Will the electric car kill car lubricants?
Few pieces in motion, less complexity, and above all more need to drain and maintenance operations: the electric car simplifies everything.But it could also manhandle the market in ...
24/06/2022
Few pieces in motion, less complexity, and above all more need to drain and maintenance operations: the electric car simplifies everything.But it could also manhandle the fluid market.Manufacturers still adapt to the situation.

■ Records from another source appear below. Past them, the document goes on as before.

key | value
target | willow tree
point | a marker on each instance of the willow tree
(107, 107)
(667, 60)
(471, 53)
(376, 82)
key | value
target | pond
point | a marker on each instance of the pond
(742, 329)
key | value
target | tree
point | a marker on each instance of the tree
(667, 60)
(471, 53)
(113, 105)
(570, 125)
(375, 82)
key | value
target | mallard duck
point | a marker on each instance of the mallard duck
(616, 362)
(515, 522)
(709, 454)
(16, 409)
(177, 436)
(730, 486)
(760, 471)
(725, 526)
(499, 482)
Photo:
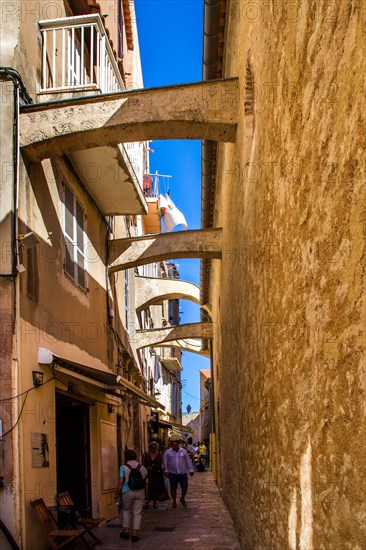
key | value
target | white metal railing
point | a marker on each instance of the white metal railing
(77, 55)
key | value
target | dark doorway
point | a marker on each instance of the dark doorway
(73, 449)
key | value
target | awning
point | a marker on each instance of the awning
(167, 424)
(104, 380)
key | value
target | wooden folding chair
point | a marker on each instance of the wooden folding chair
(88, 524)
(58, 538)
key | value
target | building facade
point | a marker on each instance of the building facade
(288, 296)
(76, 388)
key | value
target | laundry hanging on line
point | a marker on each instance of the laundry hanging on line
(172, 216)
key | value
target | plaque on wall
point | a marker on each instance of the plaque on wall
(40, 451)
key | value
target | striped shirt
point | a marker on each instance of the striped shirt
(177, 462)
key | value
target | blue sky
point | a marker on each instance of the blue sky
(171, 38)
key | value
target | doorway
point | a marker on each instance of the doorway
(73, 449)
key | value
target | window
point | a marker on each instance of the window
(74, 238)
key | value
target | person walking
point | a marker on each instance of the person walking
(131, 486)
(177, 466)
(154, 463)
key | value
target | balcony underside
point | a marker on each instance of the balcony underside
(188, 344)
(107, 174)
(153, 290)
(132, 252)
(155, 337)
(204, 110)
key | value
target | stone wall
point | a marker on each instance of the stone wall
(289, 296)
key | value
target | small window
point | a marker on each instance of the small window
(74, 231)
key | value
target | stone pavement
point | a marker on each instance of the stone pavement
(204, 525)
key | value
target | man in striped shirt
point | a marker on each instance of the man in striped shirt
(177, 466)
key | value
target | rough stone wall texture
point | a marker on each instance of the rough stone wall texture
(289, 295)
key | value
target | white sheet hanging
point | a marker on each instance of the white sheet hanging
(171, 215)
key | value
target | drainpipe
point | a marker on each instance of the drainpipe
(209, 72)
(19, 92)
(210, 57)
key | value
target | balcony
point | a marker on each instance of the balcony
(171, 360)
(77, 56)
(77, 61)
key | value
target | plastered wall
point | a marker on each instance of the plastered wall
(289, 296)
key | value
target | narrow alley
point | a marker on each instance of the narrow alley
(204, 525)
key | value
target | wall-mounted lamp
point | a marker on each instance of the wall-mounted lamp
(29, 240)
(37, 378)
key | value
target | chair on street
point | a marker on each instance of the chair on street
(65, 502)
(57, 538)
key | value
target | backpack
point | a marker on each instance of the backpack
(135, 479)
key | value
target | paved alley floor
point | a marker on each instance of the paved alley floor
(204, 525)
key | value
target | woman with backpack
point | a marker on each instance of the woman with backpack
(154, 463)
(131, 487)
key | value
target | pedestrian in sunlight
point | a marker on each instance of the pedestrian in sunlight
(177, 466)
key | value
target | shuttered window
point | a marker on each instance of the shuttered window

Shell, Total, Castrol, Yacco, Elf ... Should the liquid specialists intended for cars be worried about the boom in the electric car?Fewer moving parts, few fluids, very simple and theoretically maintenance -free motors, just like batteries, electric mobility brings its share of advantages.
However, there are still many liquids circulating on an electric vehicle.Cooling liquid for batteries, brake fluid, and even, on certain models, oil cooling of certain components, the market is not dead.Hyundai, for example, has decided to use synthetic oil to cool the engines of its new E-GMP platform instead of common coolant with batteries.The market is therefore not dead, but it will however have to adapt.
Castrol, for example, took the lead by taking out a range of liquids specifically suitable for electric vehicles.The British industrialist has surfed on the electric wave using names well in tune with the times: "e-wax", "fluid e-transmission" and "e-coloring".There is also a safe bet that the compositions are hardly different from the fats, transmission and cooling liquids used for thermal engines.